I raised my eyebrows at her and Lianna hurriedly continued.

“He sometimes read bits of his diaries to me, about other people, and he could be pretty cruel — truthful, but then truth can be cruel, crueller still if the person is no longer around to soften the written words. I just wanted to carry out his wishes.” Her eyes flickered past me but refused to meet my eyes. She dabbed them with a handkerchief.

“Look, all I can tell you is that I saw a black book in his tent, so the police must be mistaken. You’d better ask them again.”

After Lianna had gone I stood by the window fiddling with the blind, my eyes unfocused, thoughts swirling. Things were getting decidedly suspicious. No signs of bear, the possible attempt on our lives, my fumigated insects, no larvae, the loss of my disks, and now the mysterious disappearance of a small black book that I had seen with my own eyes, and Lianna’s sudden vehemence when I remembered the book but didn’t know where it was. Suppose there was something suspicious about Diamond’s death? More to it than a bear? But what? Suppose that was the link? Someone was hiding something, and whatever it was, it had to do with Diamond’s death.

I looked down over the quad and saw Lianna walking briskly toward a row of parked cars. I watched as she unlocked the driver’s door of a candy apple red Porsche and roared out of the parking space, cutting off a cyclist who raised his fist at her as she sped away.

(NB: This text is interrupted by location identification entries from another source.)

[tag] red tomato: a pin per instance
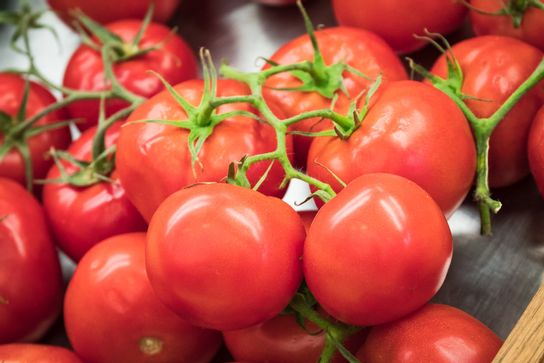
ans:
(409, 131)
(530, 31)
(154, 160)
(369, 259)
(85, 71)
(30, 276)
(282, 340)
(105, 11)
(436, 333)
(224, 257)
(493, 68)
(360, 49)
(397, 21)
(83, 216)
(110, 296)
(11, 94)
(34, 353)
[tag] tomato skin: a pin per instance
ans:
(196, 267)
(36, 353)
(11, 94)
(360, 49)
(110, 295)
(408, 131)
(154, 161)
(29, 267)
(387, 18)
(80, 217)
(493, 68)
(104, 11)
(436, 333)
(391, 263)
(531, 30)
(174, 61)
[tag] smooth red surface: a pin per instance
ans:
(225, 257)
(11, 95)
(30, 276)
(436, 333)
(493, 68)
(377, 251)
(396, 21)
(154, 161)
(81, 217)
(85, 71)
(34, 353)
(409, 130)
(110, 307)
(360, 49)
(530, 31)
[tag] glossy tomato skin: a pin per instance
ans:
(81, 217)
(154, 161)
(11, 94)
(436, 333)
(174, 60)
(531, 30)
(360, 49)
(388, 19)
(30, 276)
(110, 311)
(105, 11)
(409, 131)
(388, 263)
(35, 353)
(493, 68)
(206, 241)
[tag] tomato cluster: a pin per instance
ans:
(170, 199)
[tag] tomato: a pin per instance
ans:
(11, 95)
(531, 29)
(224, 257)
(409, 131)
(369, 259)
(436, 333)
(110, 296)
(282, 340)
(388, 19)
(30, 276)
(35, 353)
(174, 60)
(493, 68)
(83, 216)
(154, 160)
(360, 49)
(104, 11)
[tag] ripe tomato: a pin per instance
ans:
(436, 333)
(11, 95)
(360, 49)
(83, 216)
(35, 353)
(409, 131)
(397, 21)
(493, 68)
(174, 60)
(110, 296)
(30, 276)
(105, 11)
(531, 29)
(154, 160)
(224, 257)
(368, 259)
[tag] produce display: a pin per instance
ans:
(163, 184)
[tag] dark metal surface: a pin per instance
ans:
(490, 278)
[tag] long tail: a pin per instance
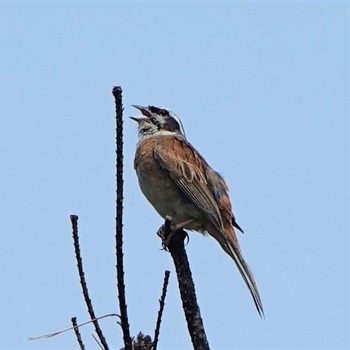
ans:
(231, 247)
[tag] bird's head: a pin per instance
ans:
(158, 120)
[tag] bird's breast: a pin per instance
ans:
(159, 188)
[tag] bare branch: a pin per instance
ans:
(77, 333)
(74, 220)
(161, 308)
(174, 241)
(117, 93)
(50, 335)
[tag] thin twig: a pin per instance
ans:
(161, 308)
(74, 220)
(97, 341)
(77, 333)
(50, 335)
(117, 93)
(174, 241)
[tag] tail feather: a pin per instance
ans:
(233, 250)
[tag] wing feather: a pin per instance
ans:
(187, 168)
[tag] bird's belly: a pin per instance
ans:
(165, 196)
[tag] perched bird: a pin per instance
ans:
(178, 182)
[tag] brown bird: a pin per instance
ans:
(178, 182)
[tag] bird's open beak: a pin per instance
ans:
(144, 110)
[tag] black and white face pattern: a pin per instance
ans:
(159, 120)
(165, 119)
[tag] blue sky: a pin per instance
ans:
(262, 88)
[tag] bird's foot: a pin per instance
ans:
(168, 232)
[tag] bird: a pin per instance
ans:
(178, 182)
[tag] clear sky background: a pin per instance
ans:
(262, 88)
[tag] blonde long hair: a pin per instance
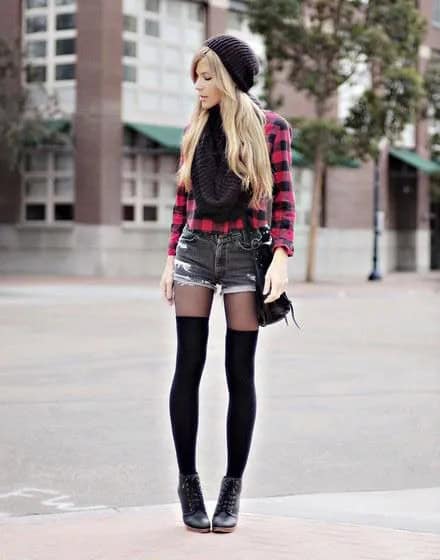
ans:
(243, 121)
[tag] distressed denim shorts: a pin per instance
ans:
(208, 259)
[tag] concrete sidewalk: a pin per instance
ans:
(157, 532)
(344, 461)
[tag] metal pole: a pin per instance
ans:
(375, 274)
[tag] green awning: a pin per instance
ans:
(57, 125)
(169, 137)
(412, 158)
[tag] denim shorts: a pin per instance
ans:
(208, 259)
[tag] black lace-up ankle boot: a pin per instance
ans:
(226, 512)
(193, 507)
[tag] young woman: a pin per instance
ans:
(235, 159)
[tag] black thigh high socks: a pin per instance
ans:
(192, 338)
(239, 362)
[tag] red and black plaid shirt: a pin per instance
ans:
(279, 138)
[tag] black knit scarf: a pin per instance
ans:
(217, 189)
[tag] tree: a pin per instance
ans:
(432, 111)
(391, 44)
(322, 43)
(22, 123)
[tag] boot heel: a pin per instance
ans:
(225, 516)
(190, 494)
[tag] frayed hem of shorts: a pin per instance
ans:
(184, 282)
(238, 289)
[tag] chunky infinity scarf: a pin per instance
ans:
(217, 189)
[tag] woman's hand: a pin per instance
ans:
(276, 276)
(166, 281)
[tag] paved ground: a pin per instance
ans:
(345, 461)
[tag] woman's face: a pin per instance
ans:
(208, 92)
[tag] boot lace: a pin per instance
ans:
(193, 493)
(228, 495)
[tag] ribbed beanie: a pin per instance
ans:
(238, 58)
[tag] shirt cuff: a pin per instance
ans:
(289, 249)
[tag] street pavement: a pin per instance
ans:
(345, 459)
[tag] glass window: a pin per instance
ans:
(150, 213)
(130, 49)
(436, 12)
(129, 188)
(36, 24)
(195, 11)
(152, 5)
(35, 161)
(36, 188)
(130, 73)
(150, 188)
(174, 8)
(65, 46)
(152, 27)
(36, 212)
(65, 21)
(235, 20)
(63, 162)
(36, 4)
(63, 187)
(63, 212)
(36, 49)
(128, 213)
(35, 74)
(130, 24)
(129, 163)
(65, 72)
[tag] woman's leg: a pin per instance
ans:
(240, 345)
(193, 307)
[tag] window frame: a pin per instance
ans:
(50, 175)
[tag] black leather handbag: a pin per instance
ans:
(277, 310)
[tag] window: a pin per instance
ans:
(64, 72)
(152, 27)
(150, 213)
(130, 49)
(152, 5)
(65, 21)
(65, 46)
(196, 12)
(236, 20)
(148, 186)
(130, 73)
(56, 19)
(130, 24)
(36, 24)
(36, 49)
(436, 12)
(48, 189)
(36, 74)
(174, 8)
(36, 4)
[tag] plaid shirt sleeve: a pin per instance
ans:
(283, 201)
(179, 216)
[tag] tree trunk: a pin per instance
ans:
(314, 216)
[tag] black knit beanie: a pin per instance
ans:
(238, 58)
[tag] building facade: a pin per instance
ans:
(119, 71)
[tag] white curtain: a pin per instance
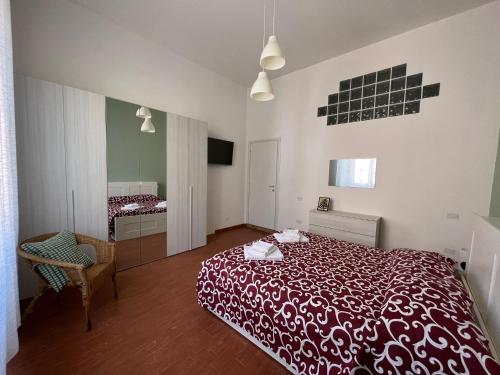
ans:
(9, 302)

I sighed and went in search of Martha. I found her in my lab cutting liver to feed the newly arrived larvae and others, which I’d begged from a colleague.

“One of the larvae from you know where has pupated.” Martha raised her plump forefinger and pointed, the look on her face almost palpable — if a face could roll its eyes, Martha’s face was doing so now.

I moved down to the cage in question and stood staring inside. I read the label. One of the grubs from Diamond’s body. The ones salvaged from the lab next door where I’d left them the night of the fumigation. I looked inside. The fly was settled on a hunk of liver, its wings still clinging to its body. I’d pickle it and identify it later. Something twigged in my mind and I looked at the label again, remembering the pine forest where I had collected the grubs. Surely it wasn’t possible? But I remembered distinctly the cedar twigs collected with the larvae and the cedar embedded in Diamond’s wounds.

“Well, I’ll be dammed,” I whispered. What the hell was going on here?

I stared at the newly pupated insect and realized I was out of my depth.